I mentioned how she should put herself in her customers’ shoes, compare her offering to the competition. She said, “I don’t always know who else my customer is considering, and I certainly don’t know what he thinks about our offers.”
I told her she could use win/loss data to narrow down the possibilities. “I don’t have that many data points. Will this be significant?”
I described how she could use conjoint analysis to determine what types of customers are willing to pay for which features. “But that doesn’t tell me about the customer I’m talking to right now.”
I suggested she learn from her customers during the sales cycle. “Sure, but they aren’t going to tell me the most they are willing to pay, even if they know it.”
Finally, I conceded with an Aha! of my own. We will never know how much a specific customer is willing to pay in a specific situation. We can’t read his mind and he’s not going to volunteer that information. If we can’t know his true willingness to pay, what good is value based pricing?
Think of value based pricing as an attitude. We know we won’t always be right, but we are doing our best to estimate what our customers are willing to pay and charging as close to that as possible. We can use experience (and statistics if possible) to guide our estimating methods. For example, if we continually lose, then we are estimating too high and need to lower our pricing. If we always win, we are pricing too low and need to estimate higher.

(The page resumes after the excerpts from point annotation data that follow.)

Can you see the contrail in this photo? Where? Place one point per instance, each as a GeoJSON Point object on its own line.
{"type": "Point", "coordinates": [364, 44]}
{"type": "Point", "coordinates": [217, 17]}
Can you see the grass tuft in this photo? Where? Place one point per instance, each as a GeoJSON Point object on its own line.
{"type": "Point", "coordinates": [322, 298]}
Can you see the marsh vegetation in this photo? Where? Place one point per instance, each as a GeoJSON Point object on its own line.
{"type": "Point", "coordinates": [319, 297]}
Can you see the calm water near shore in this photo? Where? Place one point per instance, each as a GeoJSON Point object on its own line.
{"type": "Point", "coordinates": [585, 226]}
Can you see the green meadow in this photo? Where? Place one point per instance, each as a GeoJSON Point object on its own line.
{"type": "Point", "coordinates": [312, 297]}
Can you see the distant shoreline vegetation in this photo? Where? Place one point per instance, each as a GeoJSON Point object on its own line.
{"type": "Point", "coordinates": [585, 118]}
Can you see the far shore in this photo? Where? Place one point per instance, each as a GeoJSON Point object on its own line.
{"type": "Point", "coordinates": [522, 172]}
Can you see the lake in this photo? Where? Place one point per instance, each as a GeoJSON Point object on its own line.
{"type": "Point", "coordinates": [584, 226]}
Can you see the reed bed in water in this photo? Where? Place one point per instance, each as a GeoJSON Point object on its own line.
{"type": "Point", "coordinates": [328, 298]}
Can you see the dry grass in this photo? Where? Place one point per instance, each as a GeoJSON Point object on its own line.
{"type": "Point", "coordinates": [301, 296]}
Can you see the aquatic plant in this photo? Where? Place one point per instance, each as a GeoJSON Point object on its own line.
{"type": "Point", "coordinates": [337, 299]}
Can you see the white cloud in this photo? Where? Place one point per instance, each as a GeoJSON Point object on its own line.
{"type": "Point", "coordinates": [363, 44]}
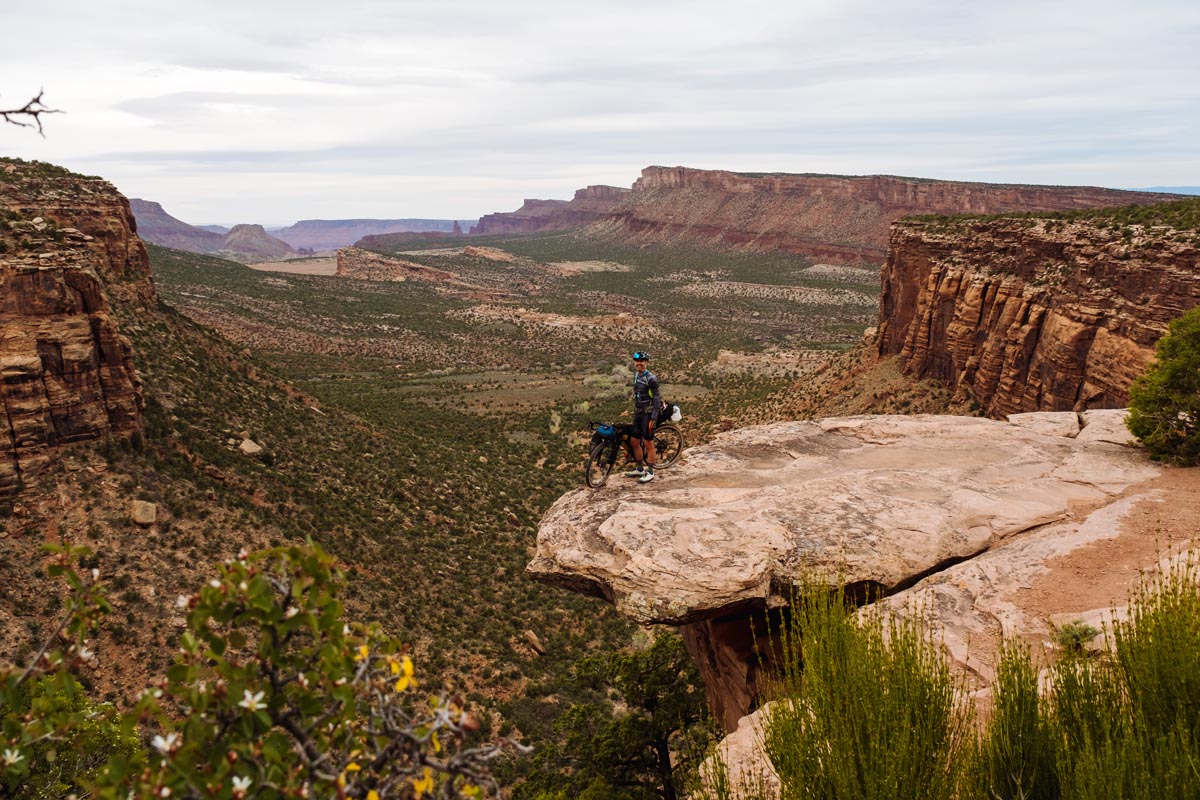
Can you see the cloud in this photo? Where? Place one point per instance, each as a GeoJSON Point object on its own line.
{"type": "Point", "coordinates": [280, 110]}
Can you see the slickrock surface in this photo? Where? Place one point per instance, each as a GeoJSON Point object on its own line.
{"type": "Point", "coordinates": [365, 265]}
{"type": "Point", "coordinates": [874, 501]}
{"type": "Point", "coordinates": [588, 205]}
{"type": "Point", "coordinates": [832, 217]}
{"type": "Point", "coordinates": [1033, 314]}
{"type": "Point", "coordinates": [66, 373]}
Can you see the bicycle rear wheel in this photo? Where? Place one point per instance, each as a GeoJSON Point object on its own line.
{"type": "Point", "coordinates": [600, 461]}
{"type": "Point", "coordinates": [667, 444]}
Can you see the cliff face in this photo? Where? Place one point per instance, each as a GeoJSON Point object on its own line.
{"type": "Point", "coordinates": [253, 241]}
{"type": "Point", "coordinates": [875, 503]}
{"type": "Point", "coordinates": [160, 228]}
{"type": "Point", "coordinates": [67, 245]}
{"type": "Point", "coordinates": [331, 234]}
{"type": "Point", "coordinates": [828, 217]}
{"type": "Point", "coordinates": [588, 205]}
{"type": "Point", "coordinates": [246, 244]}
{"type": "Point", "coordinates": [1033, 314]}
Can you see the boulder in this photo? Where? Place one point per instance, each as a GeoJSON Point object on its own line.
{"type": "Point", "coordinates": [144, 513]}
{"type": "Point", "coordinates": [874, 503]}
{"type": "Point", "coordinates": [1107, 425]}
{"type": "Point", "coordinates": [1054, 423]}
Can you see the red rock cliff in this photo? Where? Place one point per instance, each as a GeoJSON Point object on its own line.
{"type": "Point", "coordinates": [828, 217]}
{"type": "Point", "coordinates": [67, 245]}
{"type": "Point", "coordinates": [588, 205]}
{"type": "Point", "coordinates": [1035, 314]}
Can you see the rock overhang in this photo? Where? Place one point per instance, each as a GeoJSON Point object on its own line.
{"type": "Point", "coordinates": [875, 500]}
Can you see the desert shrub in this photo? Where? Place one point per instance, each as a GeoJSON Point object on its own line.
{"type": "Point", "coordinates": [1164, 403]}
{"type": "Point", "coordinates": [1126, 726]}
{"type": "Point", "coordinates": [1014, 756]}
{"type": "Point", "coordinates": [865, 710]}
{"type": "Point", "coordinates": [273, 695]}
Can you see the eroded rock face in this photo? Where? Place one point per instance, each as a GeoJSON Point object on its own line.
{"type": "Point", "coordinates": [365, 265]}
{"type": "Point", "coordinates": [876, 503]}
{"type": "Point", "coordinates": [1032, 314]}
{"type": "Point", "coordinates": [839, 218]}
{"type": "Point", "coordinates": [588, 205]}
{"type": "Point", "coordinates": [66, 373]}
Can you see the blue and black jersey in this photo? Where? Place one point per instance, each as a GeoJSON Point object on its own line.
{"type": "Point", "coordinates": [646, 391]}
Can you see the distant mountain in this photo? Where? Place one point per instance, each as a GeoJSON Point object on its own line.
{"type": "Point", "coordinates": [159, 227]}
{"type": "Point", "coordinates": [589, 204]}
{"type": "Point", "coordinates": [243, 242]}
{"type": "Point", "coordinates": [331, 234]}
{"type": "Point", "coordinates": [255, 241]}
{"type": "Point", "coordinates": [1174, 190]}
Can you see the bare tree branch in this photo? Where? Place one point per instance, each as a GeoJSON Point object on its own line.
{"type": "Point", "coordinates": [30, 114]}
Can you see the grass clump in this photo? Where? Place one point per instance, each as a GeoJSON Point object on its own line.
{"type": "Point", "coordinates": [867, 707]}
{"type": "Point", "coordinates": [868, 710]}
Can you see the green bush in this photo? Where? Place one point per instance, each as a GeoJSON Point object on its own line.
{"type": "Point", "coordinates": [273, 695]}
{"type": "Point", "coordinates": [1164, 403]}
{"type": "Point", "coordinates": [867, 710]}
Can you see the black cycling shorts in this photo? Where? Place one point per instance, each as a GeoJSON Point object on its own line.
{"type": "Point", "coordinates": [643, 426]}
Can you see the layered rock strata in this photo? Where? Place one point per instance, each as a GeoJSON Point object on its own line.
{"type": "Point", "coordinates": [66, 373]}
{"type": "Point", "coordinates": [588, 205]}
{"type": "Point", "coordinates": [365, 265]}
{"type": "Point", "coordinates": [717, 543]}
{"type": "Point", "coordinates": [829, 217]}
{"type": "Point", "coordinates": [1033, 314]}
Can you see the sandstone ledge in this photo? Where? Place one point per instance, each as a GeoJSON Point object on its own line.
{"type": "Point", "coordinates": [873, 500]}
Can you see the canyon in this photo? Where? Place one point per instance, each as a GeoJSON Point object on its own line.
{"type": "Point", "coordinates": [589, 204]}
{"type": "Point", "coordinates": [66, 372]}
{"type": "Point", "coordinates": [877, 504]}
{"type": "Point", "coordinates": [1029, 314]}
{"type": "Point", "coordinates": [837, 218]}
{"type": "Point", "coordinates": [244, 242]}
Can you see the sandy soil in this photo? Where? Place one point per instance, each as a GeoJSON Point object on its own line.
{"type": "Point", "coordinates": [1103, 573]}
{"type": "Point", "coordinates": [316, 265]}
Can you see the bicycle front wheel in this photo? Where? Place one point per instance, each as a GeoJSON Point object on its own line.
{"type": "Point", "coordinates": [667, 445]}
{"type": "Point", "coordinates": [600, 461]}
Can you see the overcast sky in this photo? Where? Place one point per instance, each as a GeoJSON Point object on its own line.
{"type": "Point", "coordinates": [271, 112]}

When you go purchase a car from a dealership, the salesman is looking you over, trying to determine how price sensitive you are. In other words he is estimating your willingness to pay. He’s looking at the car you arrived in. He studies your clothes and your jewelry. Once you give him your address he will look up the value of your house on Zillow. He can never know exactly what you will pay, but he can make estimates based on observable criteria.
This is what Value Based Pricing really is, estimating willingness to pay. If you know which competitor your customer is considering, that can help you know how much to charge. If you know which market segment your customer is in, you will price more appropriately. The more you know about this customer and this situation, the better.
This lack of precision is probably one reason companies like and use cost plus pricing. They know their costs. (At least they think they do.) If you always charge 2 times your cost then there is no uncertainty. In fact, no thought is needed.
However, if you want to be more profitable, if you want to capture more of the value you create, then adopt value based pricing. Value based pricing enables more powerful pricing strategies, like price segmentation and product portfolio pricing. It has the power to focus the entire company on creating more value.
Value Base Pricing may not be precise, but it is powerful. Adopt the attitude.